The next day, as I walked carefully towards the subway station, a chill like no other washed over my body like someone pan-seared my confidence-meat, a feeling I had not felt since the past morning when I was in the Mexican standoff with the Pigeon. Not knowing what to do, or who to call, I froze. I then unfroze and started charging heroically down the street (in order to evade my impeding doom). Not one second past before I felt it. I felt it people! At first I was too stunned to understand what exactly occurred. I started spiraling into depression as the ordeal sunk in. The pigeon had KICKED me!!! Me!!! He swooped in, and kicked my head. To this day I don't know if it was the same pigeon, or a colleague of the pigeon that I had attempted to kick.

So learn from my mistake people, don't try and kick pigeons, or homeless people for that matter, they might shit liquor on you. by-the-way, gross.

So if any pigeons read this, stop dying because I'm sick of the painful memories.

Monday, November 21, 2005

The bike man encounter.


Welcome to this weeks latest fufilment of my destiny. As you may or may not know, I ride a bike to school. Not just any bike. A speed master 8000. Barely street legal. Anyways, long story short, theres no more room for children in this world. So please do your part in having yourselves spaid or noudured in order to control the fetal population. Its appreciated.

But seriously I'm petitioning against the earth in order to have the wind removed form the environmental equation. NBC just bought the rights to the case, and they will be releasing a made-for-tv movie next fall.

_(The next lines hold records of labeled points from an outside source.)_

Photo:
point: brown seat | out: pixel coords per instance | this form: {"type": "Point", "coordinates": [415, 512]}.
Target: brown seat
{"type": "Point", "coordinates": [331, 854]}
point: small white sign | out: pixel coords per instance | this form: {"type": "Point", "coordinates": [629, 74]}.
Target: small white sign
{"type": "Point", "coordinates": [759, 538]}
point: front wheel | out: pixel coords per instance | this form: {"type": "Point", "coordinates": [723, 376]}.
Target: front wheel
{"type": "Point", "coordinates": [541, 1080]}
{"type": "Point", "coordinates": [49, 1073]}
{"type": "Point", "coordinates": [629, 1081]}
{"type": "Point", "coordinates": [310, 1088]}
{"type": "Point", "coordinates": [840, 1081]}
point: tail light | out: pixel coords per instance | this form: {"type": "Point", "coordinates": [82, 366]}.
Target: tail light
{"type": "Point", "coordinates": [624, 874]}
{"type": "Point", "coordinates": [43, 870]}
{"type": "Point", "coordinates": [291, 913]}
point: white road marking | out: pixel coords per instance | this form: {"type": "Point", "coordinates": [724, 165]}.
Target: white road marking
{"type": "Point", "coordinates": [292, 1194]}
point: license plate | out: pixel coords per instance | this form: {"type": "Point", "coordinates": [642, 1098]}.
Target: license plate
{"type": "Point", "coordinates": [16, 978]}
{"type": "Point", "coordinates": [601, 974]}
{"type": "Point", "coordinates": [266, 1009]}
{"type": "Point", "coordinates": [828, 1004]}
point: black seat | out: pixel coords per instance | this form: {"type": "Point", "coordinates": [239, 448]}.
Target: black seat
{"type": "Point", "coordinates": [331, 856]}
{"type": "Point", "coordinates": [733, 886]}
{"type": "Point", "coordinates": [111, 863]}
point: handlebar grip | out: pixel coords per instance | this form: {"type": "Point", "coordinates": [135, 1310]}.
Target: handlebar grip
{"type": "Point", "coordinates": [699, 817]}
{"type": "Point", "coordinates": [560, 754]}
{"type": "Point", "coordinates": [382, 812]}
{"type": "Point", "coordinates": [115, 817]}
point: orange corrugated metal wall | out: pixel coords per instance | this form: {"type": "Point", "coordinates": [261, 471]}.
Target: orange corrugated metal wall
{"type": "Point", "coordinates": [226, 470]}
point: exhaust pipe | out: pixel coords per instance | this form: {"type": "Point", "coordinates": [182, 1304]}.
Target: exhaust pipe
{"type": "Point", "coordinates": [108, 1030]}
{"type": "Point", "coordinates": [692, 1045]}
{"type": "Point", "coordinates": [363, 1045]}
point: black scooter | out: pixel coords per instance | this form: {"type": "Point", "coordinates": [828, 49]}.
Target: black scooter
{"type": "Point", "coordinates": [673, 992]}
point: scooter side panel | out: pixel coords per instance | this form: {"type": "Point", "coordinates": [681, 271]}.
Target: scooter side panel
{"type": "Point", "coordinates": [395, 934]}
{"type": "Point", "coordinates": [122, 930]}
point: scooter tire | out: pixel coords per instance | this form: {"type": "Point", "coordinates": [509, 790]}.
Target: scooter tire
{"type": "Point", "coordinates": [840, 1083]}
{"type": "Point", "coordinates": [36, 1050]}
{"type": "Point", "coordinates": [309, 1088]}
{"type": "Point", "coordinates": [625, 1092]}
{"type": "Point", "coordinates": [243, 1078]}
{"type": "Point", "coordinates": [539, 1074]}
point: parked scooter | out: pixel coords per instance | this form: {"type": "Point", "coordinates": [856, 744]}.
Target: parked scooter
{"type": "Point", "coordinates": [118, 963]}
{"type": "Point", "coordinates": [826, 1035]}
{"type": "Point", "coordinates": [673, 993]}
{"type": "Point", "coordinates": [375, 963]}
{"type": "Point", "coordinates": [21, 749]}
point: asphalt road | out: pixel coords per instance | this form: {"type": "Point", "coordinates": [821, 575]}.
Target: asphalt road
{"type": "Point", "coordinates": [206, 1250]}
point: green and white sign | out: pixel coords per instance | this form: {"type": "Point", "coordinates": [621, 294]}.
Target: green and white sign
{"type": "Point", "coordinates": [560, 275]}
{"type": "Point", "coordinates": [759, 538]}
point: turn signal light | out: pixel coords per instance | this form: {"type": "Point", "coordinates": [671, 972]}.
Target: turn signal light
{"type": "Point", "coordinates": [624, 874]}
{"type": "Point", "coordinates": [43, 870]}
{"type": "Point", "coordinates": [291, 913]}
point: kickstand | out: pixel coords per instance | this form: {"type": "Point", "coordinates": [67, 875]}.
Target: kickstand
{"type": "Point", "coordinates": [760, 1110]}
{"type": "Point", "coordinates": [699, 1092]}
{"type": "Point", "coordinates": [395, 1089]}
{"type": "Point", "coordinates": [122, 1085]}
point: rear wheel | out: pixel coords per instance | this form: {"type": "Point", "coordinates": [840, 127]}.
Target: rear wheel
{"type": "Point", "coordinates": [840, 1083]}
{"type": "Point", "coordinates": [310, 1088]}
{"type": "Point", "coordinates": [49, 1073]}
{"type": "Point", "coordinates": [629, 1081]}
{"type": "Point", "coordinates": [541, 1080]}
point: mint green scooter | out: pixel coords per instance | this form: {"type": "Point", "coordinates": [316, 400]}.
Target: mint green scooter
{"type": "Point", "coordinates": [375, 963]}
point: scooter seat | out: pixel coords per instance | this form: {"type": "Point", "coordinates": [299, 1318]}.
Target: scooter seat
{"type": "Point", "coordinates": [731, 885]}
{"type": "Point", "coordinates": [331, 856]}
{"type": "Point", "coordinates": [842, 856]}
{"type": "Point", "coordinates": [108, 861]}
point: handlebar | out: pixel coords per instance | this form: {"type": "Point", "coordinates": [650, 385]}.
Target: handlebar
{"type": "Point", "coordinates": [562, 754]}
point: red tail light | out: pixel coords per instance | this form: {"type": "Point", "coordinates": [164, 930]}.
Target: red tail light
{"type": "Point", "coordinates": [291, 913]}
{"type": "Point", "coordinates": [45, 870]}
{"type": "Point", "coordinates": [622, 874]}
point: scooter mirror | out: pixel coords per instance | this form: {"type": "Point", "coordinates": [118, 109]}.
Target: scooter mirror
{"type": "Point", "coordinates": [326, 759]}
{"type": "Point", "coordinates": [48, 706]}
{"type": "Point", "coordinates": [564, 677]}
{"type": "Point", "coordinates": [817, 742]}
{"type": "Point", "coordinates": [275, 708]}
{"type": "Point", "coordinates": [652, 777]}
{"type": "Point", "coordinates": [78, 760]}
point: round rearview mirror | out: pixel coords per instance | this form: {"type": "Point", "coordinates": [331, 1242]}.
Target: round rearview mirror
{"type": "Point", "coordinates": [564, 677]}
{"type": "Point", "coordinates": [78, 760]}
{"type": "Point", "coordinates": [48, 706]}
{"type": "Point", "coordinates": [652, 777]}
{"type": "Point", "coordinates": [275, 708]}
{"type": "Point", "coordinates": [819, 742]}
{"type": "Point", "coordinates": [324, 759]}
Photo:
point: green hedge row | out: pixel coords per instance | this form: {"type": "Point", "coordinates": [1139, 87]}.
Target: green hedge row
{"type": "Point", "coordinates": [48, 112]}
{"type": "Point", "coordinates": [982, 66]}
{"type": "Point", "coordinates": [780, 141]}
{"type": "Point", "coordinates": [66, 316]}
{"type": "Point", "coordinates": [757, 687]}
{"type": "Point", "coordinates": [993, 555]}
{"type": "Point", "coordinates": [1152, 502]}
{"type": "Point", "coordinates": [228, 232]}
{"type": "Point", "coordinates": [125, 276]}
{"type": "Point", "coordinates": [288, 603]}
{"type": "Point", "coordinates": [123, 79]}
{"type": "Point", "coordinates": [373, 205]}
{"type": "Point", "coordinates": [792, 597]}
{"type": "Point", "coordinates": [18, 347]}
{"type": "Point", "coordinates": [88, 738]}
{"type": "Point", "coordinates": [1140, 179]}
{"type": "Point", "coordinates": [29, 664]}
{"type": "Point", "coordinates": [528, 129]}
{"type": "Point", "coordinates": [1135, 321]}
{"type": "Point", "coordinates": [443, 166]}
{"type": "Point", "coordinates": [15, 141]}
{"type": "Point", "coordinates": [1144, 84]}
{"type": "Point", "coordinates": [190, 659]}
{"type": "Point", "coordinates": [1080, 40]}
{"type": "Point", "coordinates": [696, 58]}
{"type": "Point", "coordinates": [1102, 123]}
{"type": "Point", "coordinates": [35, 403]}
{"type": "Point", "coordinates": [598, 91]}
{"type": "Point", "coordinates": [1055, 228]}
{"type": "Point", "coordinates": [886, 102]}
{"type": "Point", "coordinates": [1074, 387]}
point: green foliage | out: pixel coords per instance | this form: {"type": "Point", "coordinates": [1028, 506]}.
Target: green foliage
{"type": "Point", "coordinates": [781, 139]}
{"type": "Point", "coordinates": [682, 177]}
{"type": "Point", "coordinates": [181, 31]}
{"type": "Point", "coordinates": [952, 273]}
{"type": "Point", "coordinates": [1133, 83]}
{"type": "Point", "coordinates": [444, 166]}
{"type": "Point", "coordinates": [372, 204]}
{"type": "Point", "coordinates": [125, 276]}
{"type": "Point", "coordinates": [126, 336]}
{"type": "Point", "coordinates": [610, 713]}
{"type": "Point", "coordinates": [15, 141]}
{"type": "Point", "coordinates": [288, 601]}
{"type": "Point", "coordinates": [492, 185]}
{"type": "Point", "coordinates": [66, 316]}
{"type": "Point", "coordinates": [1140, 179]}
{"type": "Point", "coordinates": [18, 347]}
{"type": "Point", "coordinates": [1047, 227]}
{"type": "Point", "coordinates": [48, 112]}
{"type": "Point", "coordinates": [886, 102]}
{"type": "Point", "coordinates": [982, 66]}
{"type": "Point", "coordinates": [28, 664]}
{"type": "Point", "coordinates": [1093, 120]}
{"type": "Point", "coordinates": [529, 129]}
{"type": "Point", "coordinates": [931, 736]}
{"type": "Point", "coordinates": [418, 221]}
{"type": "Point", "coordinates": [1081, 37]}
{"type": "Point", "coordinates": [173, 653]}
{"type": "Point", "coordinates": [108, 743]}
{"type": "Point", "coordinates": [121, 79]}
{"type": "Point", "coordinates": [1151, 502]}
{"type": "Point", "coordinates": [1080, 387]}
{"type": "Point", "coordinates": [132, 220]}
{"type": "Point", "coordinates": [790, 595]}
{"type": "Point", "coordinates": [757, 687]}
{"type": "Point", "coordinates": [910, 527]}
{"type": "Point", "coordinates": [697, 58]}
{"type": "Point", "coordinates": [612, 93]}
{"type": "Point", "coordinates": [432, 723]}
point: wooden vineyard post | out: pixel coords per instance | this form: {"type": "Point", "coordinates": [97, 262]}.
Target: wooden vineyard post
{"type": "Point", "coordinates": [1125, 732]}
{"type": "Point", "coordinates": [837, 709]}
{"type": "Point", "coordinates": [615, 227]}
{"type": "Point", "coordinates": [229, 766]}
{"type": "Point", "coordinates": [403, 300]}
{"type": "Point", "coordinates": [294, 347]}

Heres something of interest. I was hanging out with an old chum by the name of Josh (Malvolio) Mallinson. Well we decided the times was ripe enough to engage in a little bout of pool. So we went to acquire the cues. During the interaction with the cashier a moment occured between the mustached merchant and myself. I looked at his soul, it looked back!!! Quickly a conversation sprouted. "What did you do with your bike?" he asks inquisitively. "I left it unlocked with no front tire outside!" I passionately screamed silently. The news washed over the cashier as if the lord Jesus Christ robbed him with a letter opener for lottery tickets. The man then began to ramble furiously. I couldn't really understand it all, but I think he was sending me subliminal messages using eye-blinks. "th-th-th-the thing is, th-th-th thing is see, the thing is see-- about your bike--the thing is about your bike--your bike is...-the bike---my bike is." Understandably I vomited. It was too much use of the word bike in one day. Thats the law! I managed to escape his love gaze and carried on with my daily shananananagans. As I left the complex, I walked out the door in slow-motion while flicking a cigarette through the cashier's four-inch speak-hole. He then exploded........


 

The events that take place in this blog are factual and are enforceable in a court of law.